Le son était déjà préconçu avant de rentrer en studio. Par contre il existait uniquement dans ma tête (rire). Rob Ellis (producteur et musicien de PJ Harvey ndlr), le producteur du disque, et moi-même avons travaillé dur pour arriver à retranscrire mes attentes. C’était vraiment étonnant d’entendre ce que j’avais imaginé sortir des enceintes du studio.

 

Le son que tu avais en tête a-t-il été dicté par les paroles que tu avais rédigées ?

Non, la direction musicale de ce disque n’est pas en lien avec les paroles. J’ai abordé ces deux aspects de façon séparée car mes paroles ne nécessitaient pas forcément une production comme tu retrouves sur le disque. Le son est plus une réaction à des découvertes musicales que j’ai faites récemment. Beaucoup de styles de musiques différents. Funkadelic et Brian Eno en font partie par exemple.

Pourquoi avoir choisi d’enregistrer en Angleterre, dans le Dorset et à Bristol ?

C’était plus facile pour travailler avec Rob Ellis que je connais depuis maintenant deux ans. Nous nous sommes rencontrés à Londres et sommes devenus amis depuis. On se parle souvent. Je l’ai contacté l’année dernière quand je cherchais quelqu’un pour m’aider avec le disque. Dès qu’il a accepté, on a commencé à réfléchir aux musiciens qui pourraient jouer avec nous en studio. Il en a parlé à des amis à lui, et il s’est avéré que l’un d’entre eux était Adrian Utley de Portishead. On a tout enregistré à Bridport dans le Dorset. Rob connaissait le couple propriétaire du studio d’enregistrement. C’est une ancienne crèche qu’ils ont réaménagée, et ils nous ont laissés nous en servir gratuitement. C’était plus simple et surtout moins coûteux que j’aille en Angleterre plutôt qu’il se déplace aux Etats-Unis. Tout s’est un peu organisé à la dernière minute avant ma venue et même une fois sur place. Et pourtant le disque sonne exactement comme ce que j’avais en tête, comme s’il y avait eu une intervention divine. Je n’avais aucun budget, aucune crédibilité, et pourtant je me suis retrouvée à travailler avec quelqu’un comme Rob. C’est un homme très demandé et donc très occupé. Pourtant (redite) dès qu’il a eu quelques jours de temps libre, au lieu de se reposer, il m’a contactée pour que je le rejoigne ! Et pour couronner le tout, nous avons rejoint Adrian à Bristol le tout dernier jour de l’enregistrement pour qu’il enregistre ses parties de guitare.

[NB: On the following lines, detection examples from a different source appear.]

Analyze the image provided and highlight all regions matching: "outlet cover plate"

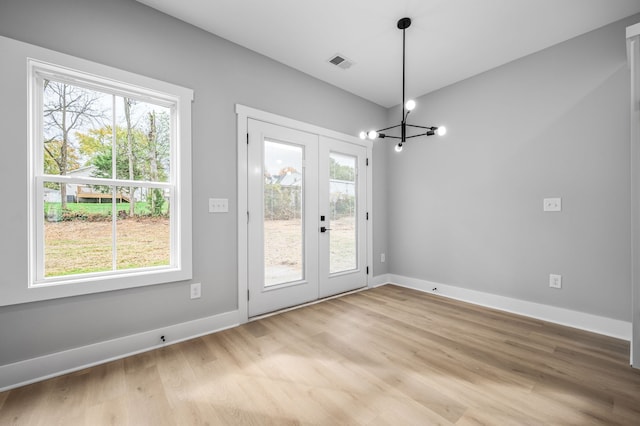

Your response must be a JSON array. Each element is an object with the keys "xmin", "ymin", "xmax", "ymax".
[
  {"xmin": 543, "ymin": 198, "xmax": 562, "ymax": 212},
  {"xmin": 191, "ymin": 283, "xmax": 202, "ymax": 299},
  {"xmin": 549, "ymin": 274, "xmax": 562, "ymax": 288},
  {"xmin": 209, "ymin": 198, "xmax": 229, "ymax": 213}
]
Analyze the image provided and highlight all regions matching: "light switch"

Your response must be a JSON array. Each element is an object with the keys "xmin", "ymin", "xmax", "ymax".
[
  {"xmin": 543, "ymin": 198, "xmax": 562, "ymax": 212},
  {"xmin": 209, "ymin": 198, "xmax": 229, "ymax": 213}
]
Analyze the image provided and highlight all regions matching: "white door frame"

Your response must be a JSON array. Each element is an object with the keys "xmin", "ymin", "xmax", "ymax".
[{"xmin": 236, "ymin": 104, "xmax": 374, "ymax": 324}]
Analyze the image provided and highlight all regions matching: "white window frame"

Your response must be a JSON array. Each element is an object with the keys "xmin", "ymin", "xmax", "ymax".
[{"xmin": 27, "ymin": 54, "xmax": 193, "ymax": 301}]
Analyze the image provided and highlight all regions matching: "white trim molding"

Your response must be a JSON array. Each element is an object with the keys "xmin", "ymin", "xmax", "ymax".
[
  {"xmin": 235, "ymin": 104, "xmax": 374, "ymax": 323},
  {"xmin": 0, "ymin": 310, "xmax": 239, "ymax": 392},
  {"xmin": 387, "ymin": 274, "xmax": 631, "ymax": 341}
]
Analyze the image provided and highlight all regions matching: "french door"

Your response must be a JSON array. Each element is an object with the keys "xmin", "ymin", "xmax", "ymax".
[{"xmin": 247, "ymin": 119, "xmax": 367, "ymax": 317}]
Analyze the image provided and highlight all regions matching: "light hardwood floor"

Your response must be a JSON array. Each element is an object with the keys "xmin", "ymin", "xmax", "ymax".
[{"xmin": 0, "ymin": 285, "xmax": 640, "ymax": 425}]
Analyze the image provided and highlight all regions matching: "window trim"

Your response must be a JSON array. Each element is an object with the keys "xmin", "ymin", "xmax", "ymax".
[{"xmin": 22, "ymin": 52, "xmax": 193, "ymax": 301}]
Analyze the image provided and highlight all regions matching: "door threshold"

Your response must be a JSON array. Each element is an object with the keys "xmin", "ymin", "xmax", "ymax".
[{"xmin": 247, "ymin": 285, "xmax": 369, "ymax": 322}]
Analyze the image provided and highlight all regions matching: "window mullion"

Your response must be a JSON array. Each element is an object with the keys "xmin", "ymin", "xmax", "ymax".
[{"xmin": 111, "ymin": 95, "xmax": 118, "ymax": 271}]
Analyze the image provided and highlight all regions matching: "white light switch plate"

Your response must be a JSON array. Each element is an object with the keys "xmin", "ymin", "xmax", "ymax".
[
  {"xmin": 209, "ymin": 198, "xmax": 229, "ymax": 213},
  {"xmin": 549, "ymin": 274, "xmax": 562, "ymax": 288},
  {"xmin": 543, "ymin": 198, "xmax": 562, "ymax": 212}
]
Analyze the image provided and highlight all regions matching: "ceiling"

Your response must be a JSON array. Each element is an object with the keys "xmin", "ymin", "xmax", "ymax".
[{"xmin": 138, "ymin": 0, "xmax": 640, "ymax": 107}]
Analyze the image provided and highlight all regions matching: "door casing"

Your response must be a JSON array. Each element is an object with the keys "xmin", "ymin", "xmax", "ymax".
[{"xmin": 236, "ymin": 104, "xmax": 374, "ymax": 323}]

Ta façon d’adapter ta voix à tes textes donne encore plus de puissance à tes chansons. Comment en es-tu venue à cette façon de chanter ?

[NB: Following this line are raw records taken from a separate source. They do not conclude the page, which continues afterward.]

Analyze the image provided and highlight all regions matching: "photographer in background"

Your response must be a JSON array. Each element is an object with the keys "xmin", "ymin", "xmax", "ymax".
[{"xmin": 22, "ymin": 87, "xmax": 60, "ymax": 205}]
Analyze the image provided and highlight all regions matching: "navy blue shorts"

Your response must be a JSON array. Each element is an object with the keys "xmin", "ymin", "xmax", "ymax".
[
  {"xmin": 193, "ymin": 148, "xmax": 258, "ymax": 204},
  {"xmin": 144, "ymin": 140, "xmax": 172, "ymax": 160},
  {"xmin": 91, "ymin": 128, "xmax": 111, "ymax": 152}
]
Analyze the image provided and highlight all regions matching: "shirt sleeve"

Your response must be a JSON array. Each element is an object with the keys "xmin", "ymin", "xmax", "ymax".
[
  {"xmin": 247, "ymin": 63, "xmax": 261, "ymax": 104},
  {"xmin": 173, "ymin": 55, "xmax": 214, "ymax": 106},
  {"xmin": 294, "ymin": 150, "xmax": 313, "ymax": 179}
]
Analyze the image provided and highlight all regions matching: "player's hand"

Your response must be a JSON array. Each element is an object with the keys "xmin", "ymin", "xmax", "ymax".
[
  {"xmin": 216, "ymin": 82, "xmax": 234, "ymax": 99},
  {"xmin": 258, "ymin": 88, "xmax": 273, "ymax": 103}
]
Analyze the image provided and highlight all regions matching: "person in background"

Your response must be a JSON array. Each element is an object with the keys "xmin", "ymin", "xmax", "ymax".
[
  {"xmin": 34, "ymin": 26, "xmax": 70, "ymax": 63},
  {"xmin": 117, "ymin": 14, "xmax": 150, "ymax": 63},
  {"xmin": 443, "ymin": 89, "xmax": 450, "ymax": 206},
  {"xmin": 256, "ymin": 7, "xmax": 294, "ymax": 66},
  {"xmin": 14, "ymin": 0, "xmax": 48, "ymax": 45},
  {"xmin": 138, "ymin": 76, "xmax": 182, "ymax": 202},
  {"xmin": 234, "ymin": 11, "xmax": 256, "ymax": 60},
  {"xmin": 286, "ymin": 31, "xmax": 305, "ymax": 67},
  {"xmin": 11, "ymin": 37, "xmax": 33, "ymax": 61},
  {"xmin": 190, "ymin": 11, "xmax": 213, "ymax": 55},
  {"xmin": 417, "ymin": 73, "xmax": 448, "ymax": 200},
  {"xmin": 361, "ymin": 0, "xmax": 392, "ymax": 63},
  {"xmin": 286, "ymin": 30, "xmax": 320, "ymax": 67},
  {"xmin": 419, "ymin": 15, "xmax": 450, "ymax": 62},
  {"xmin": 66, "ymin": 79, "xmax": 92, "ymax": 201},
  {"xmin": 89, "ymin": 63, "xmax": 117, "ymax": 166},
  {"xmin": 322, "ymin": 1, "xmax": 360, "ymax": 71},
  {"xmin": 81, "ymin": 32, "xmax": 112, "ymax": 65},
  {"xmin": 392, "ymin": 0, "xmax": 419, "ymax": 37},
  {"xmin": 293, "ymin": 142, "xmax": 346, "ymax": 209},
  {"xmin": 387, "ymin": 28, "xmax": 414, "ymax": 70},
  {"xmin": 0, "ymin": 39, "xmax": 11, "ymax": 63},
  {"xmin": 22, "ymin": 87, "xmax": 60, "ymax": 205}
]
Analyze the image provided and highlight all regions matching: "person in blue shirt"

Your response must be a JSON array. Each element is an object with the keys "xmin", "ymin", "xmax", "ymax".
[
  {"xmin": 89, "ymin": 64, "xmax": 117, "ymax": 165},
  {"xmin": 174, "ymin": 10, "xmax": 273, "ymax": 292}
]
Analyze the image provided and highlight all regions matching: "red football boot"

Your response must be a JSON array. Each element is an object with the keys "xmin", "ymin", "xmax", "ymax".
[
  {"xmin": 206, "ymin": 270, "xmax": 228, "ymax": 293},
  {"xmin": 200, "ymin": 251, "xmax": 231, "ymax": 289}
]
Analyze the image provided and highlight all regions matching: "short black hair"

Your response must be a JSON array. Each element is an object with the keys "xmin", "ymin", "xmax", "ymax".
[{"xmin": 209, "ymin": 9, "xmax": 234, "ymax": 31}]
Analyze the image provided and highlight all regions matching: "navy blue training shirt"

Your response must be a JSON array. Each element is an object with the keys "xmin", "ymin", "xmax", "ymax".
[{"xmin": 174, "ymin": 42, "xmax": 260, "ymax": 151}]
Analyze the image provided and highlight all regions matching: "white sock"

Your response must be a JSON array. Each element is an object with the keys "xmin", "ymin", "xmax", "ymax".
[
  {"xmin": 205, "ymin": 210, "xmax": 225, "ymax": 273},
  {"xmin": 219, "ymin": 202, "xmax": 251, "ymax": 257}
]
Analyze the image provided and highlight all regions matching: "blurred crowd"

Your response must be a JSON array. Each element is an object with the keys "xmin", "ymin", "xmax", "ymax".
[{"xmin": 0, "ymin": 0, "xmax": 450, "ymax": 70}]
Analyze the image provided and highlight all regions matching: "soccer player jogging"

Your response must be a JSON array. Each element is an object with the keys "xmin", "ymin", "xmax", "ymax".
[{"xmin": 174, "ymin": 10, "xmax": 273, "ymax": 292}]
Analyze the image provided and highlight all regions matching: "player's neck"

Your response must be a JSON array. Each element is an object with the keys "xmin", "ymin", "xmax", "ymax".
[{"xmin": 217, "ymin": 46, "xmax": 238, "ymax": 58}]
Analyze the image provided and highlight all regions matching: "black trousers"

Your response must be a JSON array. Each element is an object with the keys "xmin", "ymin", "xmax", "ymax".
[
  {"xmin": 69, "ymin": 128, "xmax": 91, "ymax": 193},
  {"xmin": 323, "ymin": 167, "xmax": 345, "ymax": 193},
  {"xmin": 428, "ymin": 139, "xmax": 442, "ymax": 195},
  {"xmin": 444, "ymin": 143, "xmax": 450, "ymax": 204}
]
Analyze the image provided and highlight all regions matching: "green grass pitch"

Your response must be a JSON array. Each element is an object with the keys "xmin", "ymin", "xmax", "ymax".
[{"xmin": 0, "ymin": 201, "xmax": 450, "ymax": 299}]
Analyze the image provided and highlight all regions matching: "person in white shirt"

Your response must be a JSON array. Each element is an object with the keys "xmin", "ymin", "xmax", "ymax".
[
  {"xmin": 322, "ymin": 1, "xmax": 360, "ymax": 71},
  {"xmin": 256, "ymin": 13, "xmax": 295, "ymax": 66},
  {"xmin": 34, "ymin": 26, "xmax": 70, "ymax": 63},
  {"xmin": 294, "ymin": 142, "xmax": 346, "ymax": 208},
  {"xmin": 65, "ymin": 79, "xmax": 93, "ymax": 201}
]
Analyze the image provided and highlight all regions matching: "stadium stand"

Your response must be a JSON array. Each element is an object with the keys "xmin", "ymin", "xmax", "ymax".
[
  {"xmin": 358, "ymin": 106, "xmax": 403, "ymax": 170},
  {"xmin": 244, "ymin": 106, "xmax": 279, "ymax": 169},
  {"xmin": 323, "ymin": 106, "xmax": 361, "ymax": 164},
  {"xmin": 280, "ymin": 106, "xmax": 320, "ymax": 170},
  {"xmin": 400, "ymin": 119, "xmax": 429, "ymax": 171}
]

Le temps passé en cours de musique au lycée a vraiment façonné ma voix. Nous avons interprété des comédies musicales plus ou moins connues. Mais ce qui a tout changé pour moi, c’est quand “Le Fantôme de l’Opéra” de Joel Schumacher est sorti en salle en 2005. Ce film, dont je suis toujours fan, m’a tellement fascinée qu’il m’a poussé a vraiment travailler ma voix. J’ai eu un vrai déclic en le voyant. J’ai également beaucoup plus d’assurance depuis les concerts donnés après la sortie de mon premier disque. Il a fallu que j’adapte ma voix pour qu’elle se fonde le mieux possible au son du groupe en live. Le résultat s’entend sur « Sprinter ».

 

Ton premier album est sorti en janvier 2013. Y-a-t-il une raison particulière justifiant la sortie de « Sprinter » plus de deux ans après ?

Pas vraiment non, car l’album a été achevé il n’y a pas si longtemps que ça. J’ai tourné pendant presque un an avec mon disque précédent. J’ai ensuite passé sept mois à l’écrire et nous l’avons ensuite enregistré. J’avais vraiment eu besoin de tout ce temps pour en arriver à l’album tel qu’il est aujourd’hui. Je n’aurais pas pu travailler plus vite.

Tu as participé à l’enregistrement de “Are We There” de Sharon Van Etten. Les textes de Sharon, comme les tiens, sont très personnels. Ce moment passé en studio avec elle t’a t-il inspirée pour « Sprinter » ?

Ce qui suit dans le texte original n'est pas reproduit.